At the same time, it would allow Republican lawmakers to avoid having to support an increase in the debt limit, something many of them find odious.

“Republicans will choose a path that actually reflects the will of the people, which is to do the responsible thing and ensure the government doesn’t default on its obligations,” McConnell said in a speech on the Senate floor. He also excoriated the administration for seeking tax increases along with spending cuts as part of an agreement to raise the debt limit, adding that as long as Obama is president “a real solution is unattainable.”

House Speaker John Boehner, R-Ohio, praised McConnell for doing “good work” with his recommendation but, in an interview on Fox News, did not endorse it.

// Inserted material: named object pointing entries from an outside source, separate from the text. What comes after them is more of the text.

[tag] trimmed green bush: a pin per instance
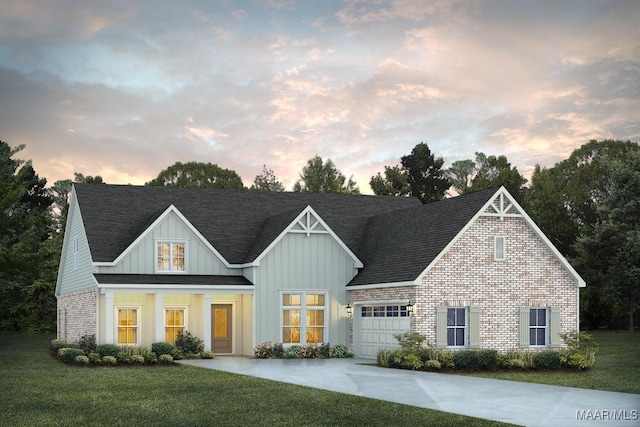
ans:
(107, 350)
(160, 348)
(487, 359)
(109, 360)
(68, 355)
(547, 359)
(465, 359)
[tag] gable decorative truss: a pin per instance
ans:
(309, 222)
(170, 210)
(503, 205)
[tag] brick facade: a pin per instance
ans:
(77, 315)
(468, 275)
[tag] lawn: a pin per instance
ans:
(617, 367)
(37, 390)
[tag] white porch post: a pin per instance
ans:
(109, 326)
(207, 321)
(160, 318)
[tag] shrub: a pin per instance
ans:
(57, 344)
(165, 359)
(189, 344)
(136, 359)
(432, 364)
(340, 351)
(263, 351)
(324, 351)
(487, 359)
(547, 359)
(68, 355)
(87, 343)
(107, 350)
(292, 352)
(94, 358)
(465, 359)
(410, 340)
(109, 360)
(81, 360)
(580, 352)
(383, 357)
(160, 348)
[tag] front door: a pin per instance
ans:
(221, 328)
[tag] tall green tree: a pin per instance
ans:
(25, 226)
(318, 176)
(427, 180)
(608, 253)
(395, 182)
(197, 174)
(267, 181)
(496, 171)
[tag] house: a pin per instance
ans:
(237, 268)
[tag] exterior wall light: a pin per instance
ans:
(410, 307)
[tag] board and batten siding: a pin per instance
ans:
(74, 280)
(305, 263)
(141, 259)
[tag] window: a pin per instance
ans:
(174, 323)
(499, 248)
(303, 318)
(171, 256)
(457, 327)
(127, 326)
(384, 311)
(538, 327)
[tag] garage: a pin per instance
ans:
(375, 326)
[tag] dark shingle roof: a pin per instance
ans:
(396, 238)
(401, 244)
(238, 223)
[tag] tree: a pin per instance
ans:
(394, 183)
(492, 171)
(427, 180)
(608, 254)
(197, 174)
(25, 226)
(267, 181)
(461, 174)
(318, 176)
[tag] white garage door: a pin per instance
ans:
(375, 327)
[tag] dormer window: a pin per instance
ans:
(171, 257)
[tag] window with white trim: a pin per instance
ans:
(303, 317)
(127, 325)
(171, 257)
(174, 323)
(538, 327)
(499, 248)
(457, 327)
(75, 253)
(384, 311)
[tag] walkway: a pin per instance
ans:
(508, 401)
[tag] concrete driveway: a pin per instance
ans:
(508, 401)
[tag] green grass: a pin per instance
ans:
(37, 390)
(617, 367)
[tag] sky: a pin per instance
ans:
(124, 89)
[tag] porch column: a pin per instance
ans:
(109, 325)
(207, 321)
(160, 337)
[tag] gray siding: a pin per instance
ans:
(299, 262)
(70, 280)
(141, 258)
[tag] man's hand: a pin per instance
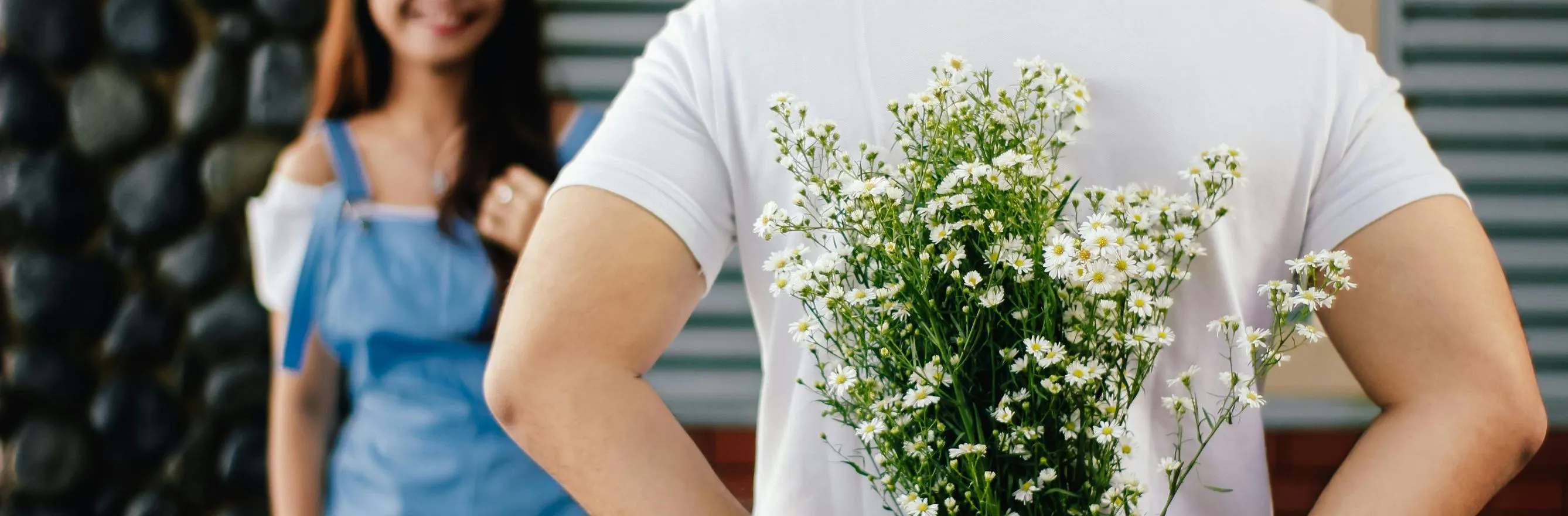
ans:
(510, 208)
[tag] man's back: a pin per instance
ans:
(1327, 135)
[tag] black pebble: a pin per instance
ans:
(50, 457)
(55, 198)
(32, 110)
(212, 94)
(190, 374)
(231, 325)
(279, 87)
(112, 113)
(242, 461)
(193, 468)
(201, 261)
(62, 298)
(149, 32)
(13, 410)
(237, 389)
(157, 503)
(159, 198)
(236, 170)
(145, 331)
(50, 378)
(239, 30)
(300, 16)
(137, 419)
(59, 33)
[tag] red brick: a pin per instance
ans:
(1297, 491)
(1321, 449)
(734, 446)
(1531, 491)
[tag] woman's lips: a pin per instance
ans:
(442, 24)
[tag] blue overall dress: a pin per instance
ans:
(396, 301)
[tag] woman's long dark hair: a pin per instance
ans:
(507, 108)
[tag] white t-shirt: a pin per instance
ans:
(1332, 148)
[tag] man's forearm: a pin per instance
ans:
(1444, 457)
(609, 440)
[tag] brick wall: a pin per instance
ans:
(1299, 461)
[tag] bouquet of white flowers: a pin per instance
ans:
(984, 322)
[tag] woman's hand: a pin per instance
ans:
(510, 208)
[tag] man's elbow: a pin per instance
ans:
(1517, 419)
(1529, 426)
(512, 391)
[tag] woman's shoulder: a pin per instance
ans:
(306, 161)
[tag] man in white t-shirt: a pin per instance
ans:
(683, 164)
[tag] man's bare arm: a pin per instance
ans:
(1434, 338)
(599, 292)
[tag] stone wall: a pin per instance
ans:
(135, 352)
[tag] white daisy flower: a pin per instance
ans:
(919, 507)
(1003, 415)
(922, 396)
(803, 330)
(966, 449)
(1275, 286)
(1304, 264)
(1184, 377)
(1249, 396)
(950, 259)
(1052, 355)
(871, 429)
(1026, 491)
(956, 63)
(1177, 403)
(1081, 374)
(769, 222)
(841, 380)
(1252, 338)
(1140, 303)
(993, 297)
(781, 99)
(1311, 298)
(1180, 237)
(1103, 278)
(1009, 159)
(1106, 432)
(1035, 345)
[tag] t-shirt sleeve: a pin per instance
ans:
(655, 145)
(279, 226)
(1376, 161)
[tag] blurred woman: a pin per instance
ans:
(381, 245)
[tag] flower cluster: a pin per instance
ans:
(980, 319)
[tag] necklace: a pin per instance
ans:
(438, 178)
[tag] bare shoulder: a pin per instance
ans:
(562, 115)
(306, 161)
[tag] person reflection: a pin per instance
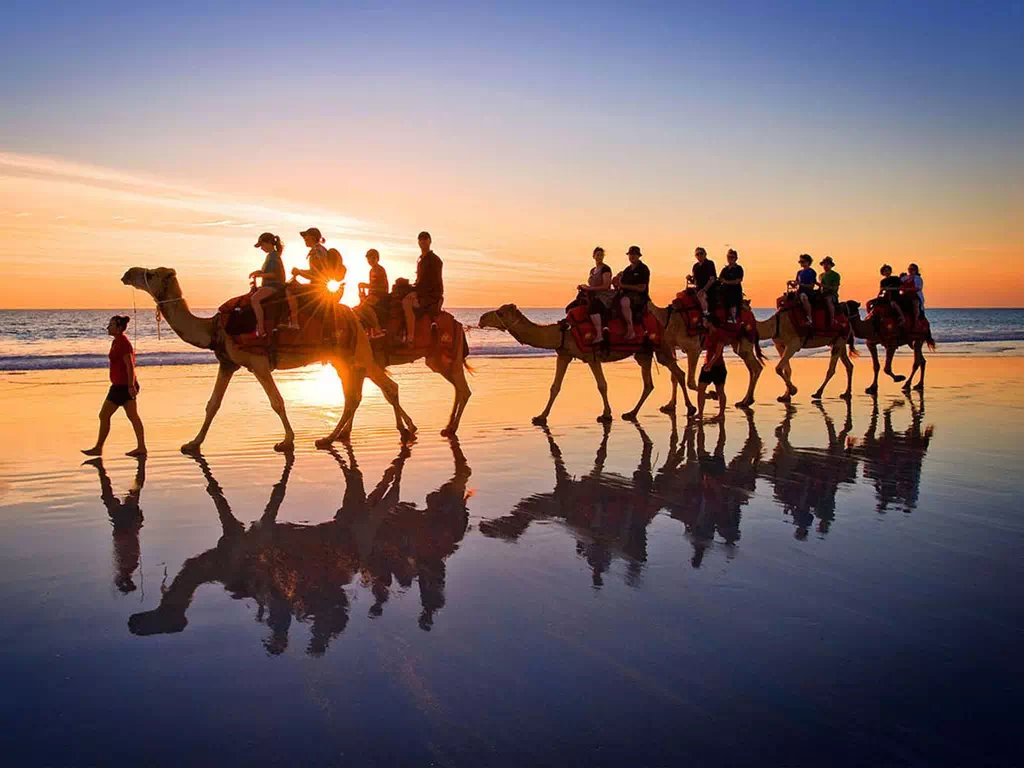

At the same time, Boehner said he believed Obama was trying to reach a compromise on deficit cuts, “but their insistence on raising taxes is preventing us from getting there.”

The talks have revolved around attempts to meet Republican demands for deficit cuts at least as large as any increase in the debt limit. Negotiators have grown testy in recent days as Obama and Democrats pushed for higher tax revenue as part of the deal, a line Republicans say they will not cross.

It was unclear whether McConnell’s proposal could show the White House and congressional leaders of both parties a way out of a deadlock that Obama and others said threatened calamitous results for an economy still struggling to recover from the worst recession in decades.

It would obligate Obama to outline deep spending cuts, something Republicans have been trying to force him to do for months without much success.

Reductions as large as $2.5 trillion would almost certainly affect domestic programs seen as important by Democratic constituencies and by rank-and-file lawmakers, possibly including Medicare and Medicaid. Even if the cuts never took effect, Republicans would be able to call for votes, while identifying them as sponsored by the White House.